Alfred Döblin sur remue.
Bourgeois & soldats a placé ses personnages, certains de retour dans Peuple trahi, dans une situation historique précise : l’Allemagne à la fin de la Première Guerre mondiale, défaite du gouvernement impérial, prémisses d’une révolution. Peuple trahi redéploie la situation selon la même forme narrative : des séquences courtes, juxtaposées, autonomes mais non closes, la plupart se poursuivant d’un chapitre à l’autre. Cette forme rapide abolit la distinction hiérarchique entre les événements historiques et les hommes, qu’elle soit celle du « grand homme » impulsant l’Histoire ou de l’Histoire surdéterminant la vie des hommes. Par le tressage de faits historiques réels et de situations imaginées, Döblin ne cherche pas à se substituer à l’œil géomètre de l’historien mais à le troubler afin de faire apparaître des relations autres que de subordination entre l’homme et l’Histoire. Aucun commentaire ne surligne le déroulement général ni les équilibres ou déséquilibres entre les personnages, politiques ayant réellement existé ou d’invention, entrant successivement en scène. Nous sommes tour à tour avec l’un puis avec l’autre, tels qu’ils sont à ce moment-là de l’histoire. Ils sont observés sans réserve ni dissimulation d’éléments dont la découverte tardive constituerait une révélation ou un rebondissement. Cette disposition frontale, par éclats successifs, permet d’accoler des positions différentes voire opposées, de mettre au jour les contradictions individuelles et collectives qui parcourent et agitent la société qu’il dépeint. Chaque point de vue se développe selon sa propre logique.
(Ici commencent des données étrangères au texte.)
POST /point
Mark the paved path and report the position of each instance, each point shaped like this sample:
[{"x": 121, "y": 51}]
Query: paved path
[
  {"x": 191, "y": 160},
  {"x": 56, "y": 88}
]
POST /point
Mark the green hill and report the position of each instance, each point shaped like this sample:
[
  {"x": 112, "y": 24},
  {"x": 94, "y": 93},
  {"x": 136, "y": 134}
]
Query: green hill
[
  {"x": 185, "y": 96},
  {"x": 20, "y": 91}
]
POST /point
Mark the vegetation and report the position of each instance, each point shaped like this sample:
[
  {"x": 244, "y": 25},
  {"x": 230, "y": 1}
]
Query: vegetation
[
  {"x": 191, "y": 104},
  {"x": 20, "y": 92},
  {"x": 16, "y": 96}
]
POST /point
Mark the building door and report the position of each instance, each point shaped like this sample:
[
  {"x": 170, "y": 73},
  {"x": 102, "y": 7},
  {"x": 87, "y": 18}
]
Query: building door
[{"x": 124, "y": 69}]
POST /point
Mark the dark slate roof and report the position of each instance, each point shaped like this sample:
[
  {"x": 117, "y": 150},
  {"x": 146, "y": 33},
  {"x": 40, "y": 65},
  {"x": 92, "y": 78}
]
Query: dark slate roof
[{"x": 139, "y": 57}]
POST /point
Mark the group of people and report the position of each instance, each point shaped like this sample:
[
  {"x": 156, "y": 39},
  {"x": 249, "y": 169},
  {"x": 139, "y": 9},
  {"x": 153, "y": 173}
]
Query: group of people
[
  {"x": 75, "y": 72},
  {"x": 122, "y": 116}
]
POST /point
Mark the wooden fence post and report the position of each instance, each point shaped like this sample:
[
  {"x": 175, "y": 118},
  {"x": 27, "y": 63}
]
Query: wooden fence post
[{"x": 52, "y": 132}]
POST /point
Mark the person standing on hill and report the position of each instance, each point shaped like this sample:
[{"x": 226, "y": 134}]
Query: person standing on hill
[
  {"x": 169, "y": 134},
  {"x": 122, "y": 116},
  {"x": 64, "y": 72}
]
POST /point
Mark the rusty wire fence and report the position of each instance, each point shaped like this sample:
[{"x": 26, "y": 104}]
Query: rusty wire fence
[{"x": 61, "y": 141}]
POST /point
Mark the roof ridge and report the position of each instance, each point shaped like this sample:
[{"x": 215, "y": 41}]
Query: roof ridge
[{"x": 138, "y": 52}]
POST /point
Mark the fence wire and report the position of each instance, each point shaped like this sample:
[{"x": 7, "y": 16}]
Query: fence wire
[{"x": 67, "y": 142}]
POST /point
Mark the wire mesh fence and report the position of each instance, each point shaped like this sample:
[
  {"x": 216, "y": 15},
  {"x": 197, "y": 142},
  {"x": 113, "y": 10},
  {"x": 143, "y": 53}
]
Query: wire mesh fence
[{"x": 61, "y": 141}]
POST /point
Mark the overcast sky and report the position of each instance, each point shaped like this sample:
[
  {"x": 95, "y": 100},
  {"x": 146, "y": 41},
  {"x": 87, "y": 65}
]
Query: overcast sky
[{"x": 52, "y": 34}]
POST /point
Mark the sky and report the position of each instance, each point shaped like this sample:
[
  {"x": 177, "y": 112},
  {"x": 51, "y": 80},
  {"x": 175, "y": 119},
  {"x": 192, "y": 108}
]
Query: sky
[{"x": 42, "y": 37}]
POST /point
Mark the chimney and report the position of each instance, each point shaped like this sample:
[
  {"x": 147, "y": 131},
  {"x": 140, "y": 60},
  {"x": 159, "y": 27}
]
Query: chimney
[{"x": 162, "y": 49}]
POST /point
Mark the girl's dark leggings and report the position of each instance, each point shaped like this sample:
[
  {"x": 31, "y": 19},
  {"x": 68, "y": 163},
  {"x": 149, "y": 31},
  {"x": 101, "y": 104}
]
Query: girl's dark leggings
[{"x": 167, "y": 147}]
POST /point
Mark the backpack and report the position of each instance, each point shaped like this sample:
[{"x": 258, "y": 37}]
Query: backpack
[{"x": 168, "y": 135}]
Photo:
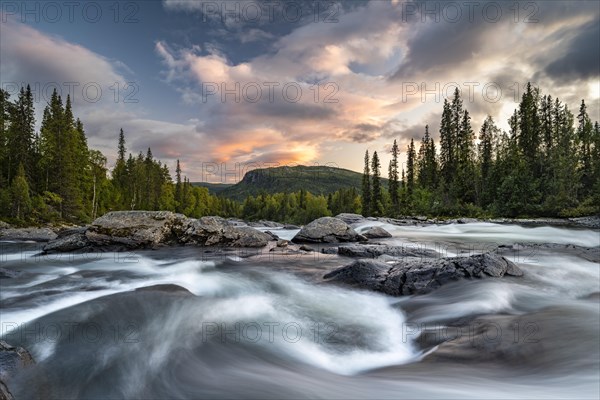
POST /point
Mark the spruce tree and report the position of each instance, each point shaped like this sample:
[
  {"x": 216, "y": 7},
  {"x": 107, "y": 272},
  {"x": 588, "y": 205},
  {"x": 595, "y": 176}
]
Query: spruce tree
[
  {"x": 393, "y": 177},
  {"x": 487, "y": 137},
  {"x": 377, "y": 195},
  {"x": 366, "y": 187},
  {"x": 410, "y": 170},
  {"x": 584, "y": 135},
  {"x": 178, "y": 188},
  {"x": 19, "y": 189}
]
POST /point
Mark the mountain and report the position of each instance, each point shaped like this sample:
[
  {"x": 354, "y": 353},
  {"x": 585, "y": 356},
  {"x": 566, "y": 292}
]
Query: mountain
[
  {"x": 314, "y": 179},
  {"x": 213, "y": 188}
]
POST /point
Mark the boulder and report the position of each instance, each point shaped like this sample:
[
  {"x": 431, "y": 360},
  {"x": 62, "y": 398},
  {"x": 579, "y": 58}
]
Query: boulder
[
  {"x": 265, "y": 224},
  {"x": 553, "y": 338},
  {"x": 68, "y": 240},
  {"x": 378, "y": 250},
  {"x": 12, "y": 361},
  {"x": 421, "y": 276},
  {"x": 7, "y": 273},
  {"x": 216, "y": 231},
  {"x": 350, "y": 218},
  {"x": 135, "y": 229},
  {"x": 376, "y": 232},
  {"x": 33, "y": 234},
  {"x": 148, "y": 229},
  {"x": 327, "y": 230}
]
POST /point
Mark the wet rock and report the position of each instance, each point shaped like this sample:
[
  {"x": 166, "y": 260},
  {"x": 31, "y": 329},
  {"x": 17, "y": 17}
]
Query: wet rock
[
  {"x": 135, "y": 229},
  {"x": 216, "y": 231},
  {"x": 378, "y": 250},
  {"x": 420, "y": 276},
  {"x": 327, "y": 230},
  {"x": 550, "y": 338},
  {"x": 8, "y": 274},
  {"x": 376, "y": 232},
  {"x": 12, "y": 361},
  {"x": 350, "y": 218},
  {"x": 165, "y": 288},
  {"x": 589, "y": 222},
  {"x": 68, "y": 240}
]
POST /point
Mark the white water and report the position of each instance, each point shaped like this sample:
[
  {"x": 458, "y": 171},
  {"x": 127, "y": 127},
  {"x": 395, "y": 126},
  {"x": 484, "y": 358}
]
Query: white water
[{"x": 371, "y": 331}]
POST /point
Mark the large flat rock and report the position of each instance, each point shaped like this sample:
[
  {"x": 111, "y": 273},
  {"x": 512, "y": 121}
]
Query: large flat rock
[
  {"x": 421, "y": 276},
  {"x": 327, "y": 230}
]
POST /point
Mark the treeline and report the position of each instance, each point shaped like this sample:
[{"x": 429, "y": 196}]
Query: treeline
[
  {"x": 52, "y": 175},
  {"x": 548, "y": 164}
]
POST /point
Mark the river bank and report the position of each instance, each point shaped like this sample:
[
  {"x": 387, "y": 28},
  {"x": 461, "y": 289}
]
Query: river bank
[{"x": 193, "y": 321}]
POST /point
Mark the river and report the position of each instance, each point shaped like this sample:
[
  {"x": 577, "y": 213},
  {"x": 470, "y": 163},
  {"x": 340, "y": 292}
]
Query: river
[{"x": 263, "y": 325}]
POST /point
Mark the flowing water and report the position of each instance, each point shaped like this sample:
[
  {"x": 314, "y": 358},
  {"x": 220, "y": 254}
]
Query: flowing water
[{"x": 265, "y": 326}]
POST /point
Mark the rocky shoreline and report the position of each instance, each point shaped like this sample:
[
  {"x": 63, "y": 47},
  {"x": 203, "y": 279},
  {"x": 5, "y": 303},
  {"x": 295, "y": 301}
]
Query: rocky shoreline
[{"x": 49, "y": 233}]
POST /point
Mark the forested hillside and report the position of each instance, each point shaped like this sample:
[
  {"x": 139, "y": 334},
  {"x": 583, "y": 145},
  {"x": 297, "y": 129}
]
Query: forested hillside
[{"x": 548, "y": 164}]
Le tout forme un panorama dont Döblin ne juge pas plus les éléments qui le composent qu’il ne juge l’architecture de Berlin. Il décrit sans approuver ni condamner, condition sine qua non s’il veut raconter ce qui se déroule dans le cadre qu’il a délimité. S’il passait sous silence ou biaisait un seul point de vue au nom de convictions personnelles ou d’un message particulier, le panorama serait incomplet, l’expérience romanesque faussée.
Dans Peuple trahi, pas plus que dans Bourgeois & soldats, Döblin ne construit une intrigue enveloppante dont les séquences, constituant ses nervures ou ses ramifications, concourraient à une résolution globale, au dévoilement d’un sens occulté, comme si chaque scène, chaque personnage devait se subsumer sous une idée directrice unique. Les événements historiques ne forment pas l’arrière-plan confus sur lequel se détachent situations et personnages. Les uns et les autres sont considérés à distance égale : un personnage n’est jamais entièrement défini par l’arrière-plan ; l’arrière-plan n’imprègne pas toutes les situations. Du plus ténu au plus décisif, tout se déroule sur une échelle commune. Mais les événements historiques et leurs agents — responsables politiques, militaires — ont perdu leur solennité et leur apparence de vérité : la pusillanimité et la vanité d’Ebert ne disparaissent pas quand il fait un discours officiel à la Chancellerie, la capacité de Karl Liebknecht à conduire la révolution est mise à mal lors de conversations privées avec Radek. De leur côté, les personnages d’invention ont perdu l’auréole mythique des héros partant à la conquête d’une ville ou d’une société. Il n’y a pas plus d’intrigue fondatrice que de héros, bons ou mauvais, magnifiés. L’admiration devant la marche de l’Histoire, devant la destinée humaine cède la place à l’effarement romanesque.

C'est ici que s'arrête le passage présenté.